The dedication took place on May 30, 1922. President Warren G. Harding accepted the memorial. Robert Todd Lincoln, then 78 and Lincoln's only surviving son, attended. So did prominent Black Americans, who discovered upon arrival that the U.S. Marines had assigned them a segregated viewing area - a policy set by the office of public buildings director Lieutenant Colonel Clarence O. Sherrill. Seventeen years later, on Easter Sunday 1939, Marian Anderson sang to 75,000 people on these steps after the Daughters of the American Revolution barred her from Constitution Hall. In 1947, Harry Truman became the first president to address the NAACP, speaking from these steps to a national radio audience. On August 28, 1963, Martin Luther King Jr. delivered I Have a Dream to 250,000 people gathered for the March on Washington. The labor organizer Walter Reuther had persuaded the march leaders to use the Memorial rather than the Capitol - less politically threatening, more symbolically resonant under Lincoln's gaze. The spot where King stood, eighteen steps below Lincoln's feet, was engraved in 2003 to mark the 40th anniversary.

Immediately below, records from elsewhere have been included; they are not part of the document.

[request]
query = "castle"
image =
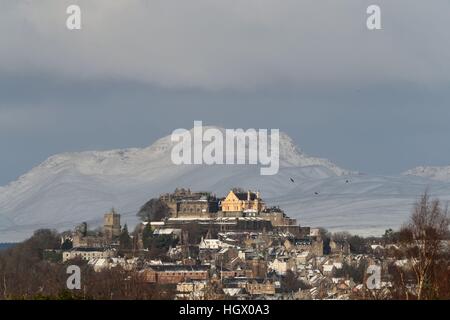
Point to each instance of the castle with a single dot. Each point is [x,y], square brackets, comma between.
[239,210]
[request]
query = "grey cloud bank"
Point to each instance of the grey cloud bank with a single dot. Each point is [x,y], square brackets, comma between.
[370,101]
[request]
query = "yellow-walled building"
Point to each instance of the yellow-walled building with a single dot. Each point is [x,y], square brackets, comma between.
[242,201]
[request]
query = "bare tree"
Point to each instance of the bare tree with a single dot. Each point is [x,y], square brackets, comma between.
[423,238]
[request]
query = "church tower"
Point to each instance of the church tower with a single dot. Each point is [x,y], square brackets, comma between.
[111,226]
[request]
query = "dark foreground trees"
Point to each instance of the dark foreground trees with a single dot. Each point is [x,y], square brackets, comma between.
[24,274]
[425,242]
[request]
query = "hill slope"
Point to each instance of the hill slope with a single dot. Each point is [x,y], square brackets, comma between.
[73,187]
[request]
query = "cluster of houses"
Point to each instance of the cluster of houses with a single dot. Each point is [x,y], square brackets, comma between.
[247,251]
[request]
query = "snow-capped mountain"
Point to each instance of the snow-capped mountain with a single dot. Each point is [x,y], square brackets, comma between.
[69,188]
[435,173]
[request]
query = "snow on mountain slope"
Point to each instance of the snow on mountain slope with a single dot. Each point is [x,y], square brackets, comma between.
[435,173]
[70,188]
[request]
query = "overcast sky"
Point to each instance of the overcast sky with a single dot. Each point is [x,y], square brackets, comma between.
[372,101]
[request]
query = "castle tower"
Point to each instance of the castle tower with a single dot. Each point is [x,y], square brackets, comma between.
[111,226]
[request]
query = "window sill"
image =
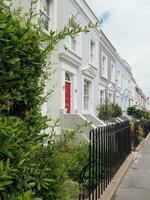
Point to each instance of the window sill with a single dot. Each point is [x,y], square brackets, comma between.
[104,77]
[93,65]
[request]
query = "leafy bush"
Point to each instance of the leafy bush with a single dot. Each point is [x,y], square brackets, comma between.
[29,169]
[108,111]
[137,113]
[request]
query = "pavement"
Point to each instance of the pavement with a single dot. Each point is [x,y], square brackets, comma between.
[136,183]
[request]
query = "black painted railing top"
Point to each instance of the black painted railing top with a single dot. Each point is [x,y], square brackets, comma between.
[109,146]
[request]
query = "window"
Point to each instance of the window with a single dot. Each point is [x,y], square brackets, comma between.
[112,73]
[118,80]
[102,97]
[92,52]
[110,96]
[123,81]
[86,95]
[104,66]
[67,77]
[45,13]
[74,39]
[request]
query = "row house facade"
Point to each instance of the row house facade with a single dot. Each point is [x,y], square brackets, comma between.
[89,71]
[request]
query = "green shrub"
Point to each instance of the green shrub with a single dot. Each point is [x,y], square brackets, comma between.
[108,111]
[29,169]
[137,113]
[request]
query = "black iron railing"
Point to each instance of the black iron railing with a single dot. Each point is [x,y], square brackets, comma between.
[109,146]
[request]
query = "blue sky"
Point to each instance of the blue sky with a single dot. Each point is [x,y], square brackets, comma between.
[126,24]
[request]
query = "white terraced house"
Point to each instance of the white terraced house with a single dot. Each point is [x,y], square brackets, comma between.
[88,67]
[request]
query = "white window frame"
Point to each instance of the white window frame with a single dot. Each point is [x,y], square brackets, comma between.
[92,52]
[118,78]
[44,14]
[104,68]
[86,96]
[102,97]
[113,73]
[77,38]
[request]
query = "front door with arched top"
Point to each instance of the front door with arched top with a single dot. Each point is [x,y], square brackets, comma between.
[67,93]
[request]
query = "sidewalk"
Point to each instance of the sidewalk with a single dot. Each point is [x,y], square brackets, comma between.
[136,183]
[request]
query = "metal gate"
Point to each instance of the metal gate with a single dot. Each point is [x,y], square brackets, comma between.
[108,148]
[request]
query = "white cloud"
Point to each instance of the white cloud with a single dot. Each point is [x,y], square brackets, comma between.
[128,29]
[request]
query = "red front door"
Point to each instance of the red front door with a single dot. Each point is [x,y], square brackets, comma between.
[67,96]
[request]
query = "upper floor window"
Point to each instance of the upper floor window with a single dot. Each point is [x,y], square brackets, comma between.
[102,97]
[74,39]
[45,13]
[92,52]
[112,73]
[118,80]
[104,71]
[86,95]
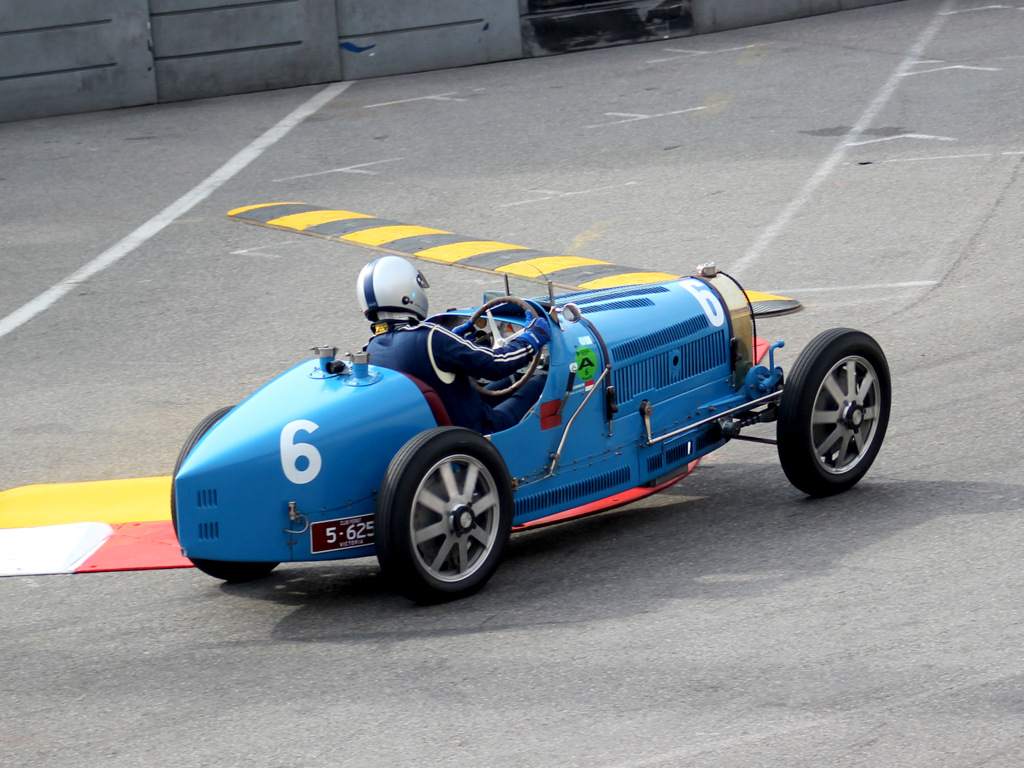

Historian Gerald Prokopowicz has noted what some viewers have long suspected: French's Lincoln may hold his hands in shapes that approximate the American Sign Language letters A and L. French had a deaf son and was familiar with sign language. Lincoln, as president, had signed the legislation giving Gallaudet University - then the only college for the deaf in the country - the authority to grant degrees. No documents confirm French's intent, but the theory has not been refuted either. Below the memorial sits an undercroft, a vast lower chamber where workers scrawled graffiti during construction. Over decades, water seeping through the marble's calcium carbonate formed actual stalactites and stalagmites - a small cave growing beneath the temple. Tours of the space stopped in 1989 after asbestos was found. For the memorial's centennial in 2022, philanthropist David Rubenstein funded a $69 million project to rehabilitate roughly 15,000 square feet of the 43,800 square-foot undercroft - opening it as a museum, theater, and exhibit space by 2026, with glass walls revealing the cathedral-like cavern below.
The Lincoln Memorial sits at 38.8893 N, 77.0502 W, at the western end of the National Mall, immediately west of the Reflecting Pool. Best viewed from 1,500 to 2,500 feet AGL. The white Yule marble temple is unmistakable from above; the long axis of the Reflecting Pool extends due east toward the Washington Monument. Reagan National (KDCA) lies two nautical miles south. The Memorial sits within the Washington Flight Restricted Zone; GA overflight prohibited. Aerial views require approved operations or vantage from beyond the FRZ. The memorial appears most dramatic at sunrise or in the hour before sunset, when low light angles strike the eastern columns. More than seven million people visit annually.